The newly released text messages show Harvey asking Parnas to pursue several lines of inquiry with his Ukrainian contacts, including one regarding what Harvey calls “rumors” about coordination between the 2016 campaign of Hillary Clinton and the Ukrainian government to dig up dirt on Trump’s campaign manager Paul Manafort.
Harvey asked a few days later whether Parnas was preparing to send documents or if he would “keep working through [John] Solomon,” a reference to a former columnist at The Hill who was working closely with Parnas and Giuliani on the effort.
Over the next few weeks, the pair attempted to arrange Skype interviews between Republican staff of the Intelligence Committee and senior officials in Ukraine, including former prosecutors Viktor Shokin and Yuri Lutsenko, who had been working to oust Yovanovitch and had offered up allegations of dirt on Biden. Special counsel Robert Mueller’s report on Russian interference in the 2016 election was released in the middle of their effort, and Harvey asked at one point if they could postpone a phone call while he dealt with “Mueller stuff.”
“Lev, I have not received anything to assist. I also need some additional time to prepare,” Harvey wrote on April 17, 2019. “Can we do this Thursday rather than 1pm Wednesday?”

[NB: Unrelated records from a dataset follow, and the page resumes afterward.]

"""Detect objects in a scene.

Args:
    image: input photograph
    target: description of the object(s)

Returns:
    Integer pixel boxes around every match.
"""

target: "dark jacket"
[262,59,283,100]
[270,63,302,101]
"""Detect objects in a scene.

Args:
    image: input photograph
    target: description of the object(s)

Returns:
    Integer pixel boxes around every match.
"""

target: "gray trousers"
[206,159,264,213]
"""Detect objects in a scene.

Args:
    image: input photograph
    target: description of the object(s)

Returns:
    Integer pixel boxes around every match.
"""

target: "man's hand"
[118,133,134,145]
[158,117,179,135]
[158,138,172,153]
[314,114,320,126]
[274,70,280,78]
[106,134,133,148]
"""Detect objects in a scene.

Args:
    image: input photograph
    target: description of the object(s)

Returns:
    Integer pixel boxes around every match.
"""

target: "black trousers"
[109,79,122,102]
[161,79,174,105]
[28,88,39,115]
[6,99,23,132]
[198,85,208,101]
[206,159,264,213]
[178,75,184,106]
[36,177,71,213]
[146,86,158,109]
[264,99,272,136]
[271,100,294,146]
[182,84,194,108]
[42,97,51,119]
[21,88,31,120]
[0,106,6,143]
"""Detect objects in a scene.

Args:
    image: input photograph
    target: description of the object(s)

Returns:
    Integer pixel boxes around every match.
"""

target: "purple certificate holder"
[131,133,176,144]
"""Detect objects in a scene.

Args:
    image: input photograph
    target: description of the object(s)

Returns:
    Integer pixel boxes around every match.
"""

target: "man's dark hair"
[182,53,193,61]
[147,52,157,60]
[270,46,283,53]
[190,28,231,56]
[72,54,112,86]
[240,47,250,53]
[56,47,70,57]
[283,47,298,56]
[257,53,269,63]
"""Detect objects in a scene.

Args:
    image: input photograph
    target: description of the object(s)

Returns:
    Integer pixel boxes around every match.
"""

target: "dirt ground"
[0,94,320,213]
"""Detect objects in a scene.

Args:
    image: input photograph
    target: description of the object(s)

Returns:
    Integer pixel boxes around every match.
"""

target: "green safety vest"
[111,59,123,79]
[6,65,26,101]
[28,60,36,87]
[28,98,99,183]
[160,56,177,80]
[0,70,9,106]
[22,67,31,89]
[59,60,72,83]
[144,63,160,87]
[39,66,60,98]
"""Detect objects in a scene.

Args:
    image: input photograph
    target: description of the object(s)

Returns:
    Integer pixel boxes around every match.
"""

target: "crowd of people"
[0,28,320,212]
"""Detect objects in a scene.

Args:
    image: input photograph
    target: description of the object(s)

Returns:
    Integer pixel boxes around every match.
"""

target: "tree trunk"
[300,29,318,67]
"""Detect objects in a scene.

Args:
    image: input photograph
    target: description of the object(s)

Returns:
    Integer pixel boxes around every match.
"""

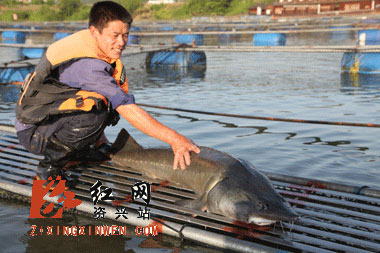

It appears that at least one of the interviews ultimately occurred but Harvey then asked on April 19 to hold off on “any more interviews” until there were official letters exchanged and documents available.
The new text messages add another layer to Nunes’ potential involvement in the Giuliani-led effort to oust Yovanovitch and push the Ukrainian government to announce an investigation targeting Biden. Nunes’ office did not respond to a request for comment.
House impeachment investigators first revealed late last year that Nunes exchanged a handful of phone calls with Parnas and Giuliani. Investigators obtained the call records from telecommunications company AT&T, and Republican lawmakers objected to the decision to publish identifying information about a sitting member of Congress, accusing House Intelligence chairman Adam Schiff of abusing his authority to smear his political opponents.
Schiff has maintained that Nunes was not subpoenaed and that the information was lawfully obtained from AT&T. He has defended the decision to release the call records as part of his committee’s final report on the impeachment inquiry, citing Parnas’ and Giuliani’s relevance to the investigation.
In an interview on MSNBC earlier this week, Parnas said both Nunes and Harvey were “involved in getting this stuff on Biden,” adding that Nunes was trying to “help out.”
Schiff has declined to directly address Nunes’ possible involvement, but he suggested at a press conference in December that Nunes was “complicit” in what Democrats have described as Trump’s impeachable conduct.
“It is deeply concerning that at a time when the president of the United States was using the power of his office to dig up dirt on a political rival, that there may be evidence that there were members of Congress complicit in that activity,” Schiff said on Dec. 3.